Earlier, we demonstrated efficient triplex formation with all the 3 TFOs (25-mer, 158TFO, and 164TFO; sequences are shown in Fig. 1). The 158TFO and the 25-mer TFO, both of which contain a stretch of 6 guanine (G) residues at the 3′ end, formed triplexes more efficiently than the 164TFO, which lacked this hexanucleotide sequence. Further, we showed that these triplexes, once formed, are very stable and the kinetics of triplex formation indicated that at a molar ratio of 50:1 of the TFO:duplex, triplexes formed in less than half an hour at 37°C (Joseph et al., 1997; Nakanishi et al., 1998). Mutations in the C1 sequence completely eliminated triplex formation, indicating the specificity of triplex formation of these TFOs (Nakanishi et al., 1998). When these TFOs are injected intravenously into rats, we found that after initial plasma clearance, most of the TFO was distributed in liver and kidney and that more than 70% of the TFO taken up by the liver was found in the Kupffer cells, endothelial cells, and stellate cells (Cheng et al., 2005). A significant amount of the TFO, taken up by the stellate cells, is translocated to the nuclei, the site of collagen gene transcription (Cheng et al., 2005). We also demonstrated triplex formation with native DNA in cultured stellate cells (Ye et al., 2007). These results provide evidence for the proof of concept that the TFO can enter into the target cells, form triplexes, and inhibit transcription of the COLIA1 gene.

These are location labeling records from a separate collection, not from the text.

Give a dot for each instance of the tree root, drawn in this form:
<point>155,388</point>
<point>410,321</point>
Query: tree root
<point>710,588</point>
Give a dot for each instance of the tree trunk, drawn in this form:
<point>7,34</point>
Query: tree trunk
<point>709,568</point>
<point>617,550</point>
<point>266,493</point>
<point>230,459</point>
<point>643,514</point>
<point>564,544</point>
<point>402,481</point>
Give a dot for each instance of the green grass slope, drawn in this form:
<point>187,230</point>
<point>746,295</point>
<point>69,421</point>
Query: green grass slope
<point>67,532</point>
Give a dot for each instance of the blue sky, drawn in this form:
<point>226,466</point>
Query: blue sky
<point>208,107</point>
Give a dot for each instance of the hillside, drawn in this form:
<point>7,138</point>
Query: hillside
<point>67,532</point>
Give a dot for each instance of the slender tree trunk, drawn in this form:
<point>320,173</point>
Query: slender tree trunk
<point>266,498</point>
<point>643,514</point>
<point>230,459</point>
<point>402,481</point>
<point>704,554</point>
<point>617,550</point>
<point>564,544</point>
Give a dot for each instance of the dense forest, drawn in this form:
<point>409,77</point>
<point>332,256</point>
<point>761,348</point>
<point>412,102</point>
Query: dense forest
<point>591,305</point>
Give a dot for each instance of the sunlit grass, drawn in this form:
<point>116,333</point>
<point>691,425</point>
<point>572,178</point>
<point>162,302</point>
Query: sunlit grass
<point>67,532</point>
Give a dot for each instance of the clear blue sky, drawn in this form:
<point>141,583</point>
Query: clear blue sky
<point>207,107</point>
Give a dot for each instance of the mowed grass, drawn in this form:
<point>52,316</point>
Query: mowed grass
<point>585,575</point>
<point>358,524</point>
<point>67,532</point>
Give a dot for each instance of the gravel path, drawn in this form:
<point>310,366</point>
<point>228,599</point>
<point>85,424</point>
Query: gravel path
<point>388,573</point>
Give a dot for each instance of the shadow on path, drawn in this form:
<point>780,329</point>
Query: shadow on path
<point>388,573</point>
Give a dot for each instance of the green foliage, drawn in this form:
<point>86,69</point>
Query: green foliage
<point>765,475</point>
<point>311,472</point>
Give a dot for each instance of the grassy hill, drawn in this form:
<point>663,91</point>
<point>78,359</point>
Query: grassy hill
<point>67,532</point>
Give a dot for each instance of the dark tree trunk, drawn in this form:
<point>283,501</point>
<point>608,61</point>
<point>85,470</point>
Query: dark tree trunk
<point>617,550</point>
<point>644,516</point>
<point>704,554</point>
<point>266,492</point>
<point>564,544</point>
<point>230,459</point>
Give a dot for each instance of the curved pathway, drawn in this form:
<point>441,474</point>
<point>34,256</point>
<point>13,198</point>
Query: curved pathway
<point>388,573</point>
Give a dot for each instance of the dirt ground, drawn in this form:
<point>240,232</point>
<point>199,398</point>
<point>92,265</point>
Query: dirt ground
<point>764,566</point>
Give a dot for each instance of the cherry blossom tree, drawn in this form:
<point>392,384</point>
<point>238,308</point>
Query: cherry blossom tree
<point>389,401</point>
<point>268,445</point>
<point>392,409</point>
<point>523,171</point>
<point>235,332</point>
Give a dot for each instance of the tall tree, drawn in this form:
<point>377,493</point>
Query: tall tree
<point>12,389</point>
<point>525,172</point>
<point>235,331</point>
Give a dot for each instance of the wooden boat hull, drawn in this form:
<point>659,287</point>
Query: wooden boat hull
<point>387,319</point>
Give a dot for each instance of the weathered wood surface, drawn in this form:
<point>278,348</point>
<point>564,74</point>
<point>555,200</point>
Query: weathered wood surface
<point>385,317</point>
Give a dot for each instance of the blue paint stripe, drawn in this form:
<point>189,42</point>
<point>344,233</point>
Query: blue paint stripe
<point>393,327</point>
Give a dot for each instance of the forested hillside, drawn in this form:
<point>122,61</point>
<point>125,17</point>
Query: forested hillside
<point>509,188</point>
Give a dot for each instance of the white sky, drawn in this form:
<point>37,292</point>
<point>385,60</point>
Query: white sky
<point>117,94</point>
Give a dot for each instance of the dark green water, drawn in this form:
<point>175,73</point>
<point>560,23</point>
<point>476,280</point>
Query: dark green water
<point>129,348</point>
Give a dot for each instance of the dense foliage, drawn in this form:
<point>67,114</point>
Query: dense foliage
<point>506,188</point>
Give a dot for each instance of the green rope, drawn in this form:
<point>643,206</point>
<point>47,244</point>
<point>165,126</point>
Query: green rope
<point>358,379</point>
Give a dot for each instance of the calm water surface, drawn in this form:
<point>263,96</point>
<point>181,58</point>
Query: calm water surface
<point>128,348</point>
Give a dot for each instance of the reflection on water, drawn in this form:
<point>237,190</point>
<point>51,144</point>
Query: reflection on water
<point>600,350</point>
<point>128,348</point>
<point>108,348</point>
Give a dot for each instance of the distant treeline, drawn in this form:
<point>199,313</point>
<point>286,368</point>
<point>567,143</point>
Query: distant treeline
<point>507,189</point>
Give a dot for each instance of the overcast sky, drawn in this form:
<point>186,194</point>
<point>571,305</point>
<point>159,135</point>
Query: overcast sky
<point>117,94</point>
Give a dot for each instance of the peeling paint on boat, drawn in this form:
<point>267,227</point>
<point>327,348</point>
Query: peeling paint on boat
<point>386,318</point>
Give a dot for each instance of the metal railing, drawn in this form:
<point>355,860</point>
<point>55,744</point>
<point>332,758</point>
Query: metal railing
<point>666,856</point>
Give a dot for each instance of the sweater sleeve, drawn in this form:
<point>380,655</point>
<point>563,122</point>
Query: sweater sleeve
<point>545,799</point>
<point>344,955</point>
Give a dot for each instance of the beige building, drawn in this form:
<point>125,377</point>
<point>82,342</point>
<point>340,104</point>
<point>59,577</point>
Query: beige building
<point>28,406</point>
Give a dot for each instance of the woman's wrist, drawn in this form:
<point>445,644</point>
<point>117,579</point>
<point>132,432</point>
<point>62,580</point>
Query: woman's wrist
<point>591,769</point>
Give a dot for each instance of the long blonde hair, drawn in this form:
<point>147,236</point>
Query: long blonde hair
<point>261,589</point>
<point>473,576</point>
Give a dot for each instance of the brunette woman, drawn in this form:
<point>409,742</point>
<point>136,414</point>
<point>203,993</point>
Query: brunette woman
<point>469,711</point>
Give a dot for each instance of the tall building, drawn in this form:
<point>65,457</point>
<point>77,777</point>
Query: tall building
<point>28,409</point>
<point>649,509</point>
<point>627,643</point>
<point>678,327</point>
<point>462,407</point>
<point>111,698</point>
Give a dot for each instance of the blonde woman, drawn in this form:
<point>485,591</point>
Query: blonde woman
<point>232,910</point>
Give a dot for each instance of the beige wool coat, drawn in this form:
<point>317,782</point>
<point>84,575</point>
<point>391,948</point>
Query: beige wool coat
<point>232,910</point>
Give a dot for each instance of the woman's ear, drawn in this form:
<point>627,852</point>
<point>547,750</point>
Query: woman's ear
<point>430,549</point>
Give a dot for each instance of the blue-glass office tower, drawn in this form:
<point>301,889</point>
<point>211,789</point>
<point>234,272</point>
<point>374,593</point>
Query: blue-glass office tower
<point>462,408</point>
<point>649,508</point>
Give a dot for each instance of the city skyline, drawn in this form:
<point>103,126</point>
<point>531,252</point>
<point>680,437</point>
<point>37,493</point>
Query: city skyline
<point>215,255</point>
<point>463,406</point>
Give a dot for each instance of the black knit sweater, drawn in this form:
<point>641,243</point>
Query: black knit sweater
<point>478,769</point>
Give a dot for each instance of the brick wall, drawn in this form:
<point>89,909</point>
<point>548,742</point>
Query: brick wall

In this study we show that these TFOs prevent liver fibrosis in a rat model of liver fibrosis induced by dimethylnitrosamine (DMN).

Experimental Procedures

Animals

Male Harlan Sprague-Dawley rats (Madison, WI) were used in all these experiments. Animals weighing 110–120 g were obtained and housed under controlled temperature, humidity, and light. Initially, 4 rats per cage were maintained and then shifted to 3 per cage. After 4–5 days acclimatization, rats were injected with DMN as previously reported (Yasuda et al., 1999; George et al., 2001). All experiments were performed using protocols approved by the IACUC following the guidelines for the use of animals in research administered by the University of Tennessee Health Science Center.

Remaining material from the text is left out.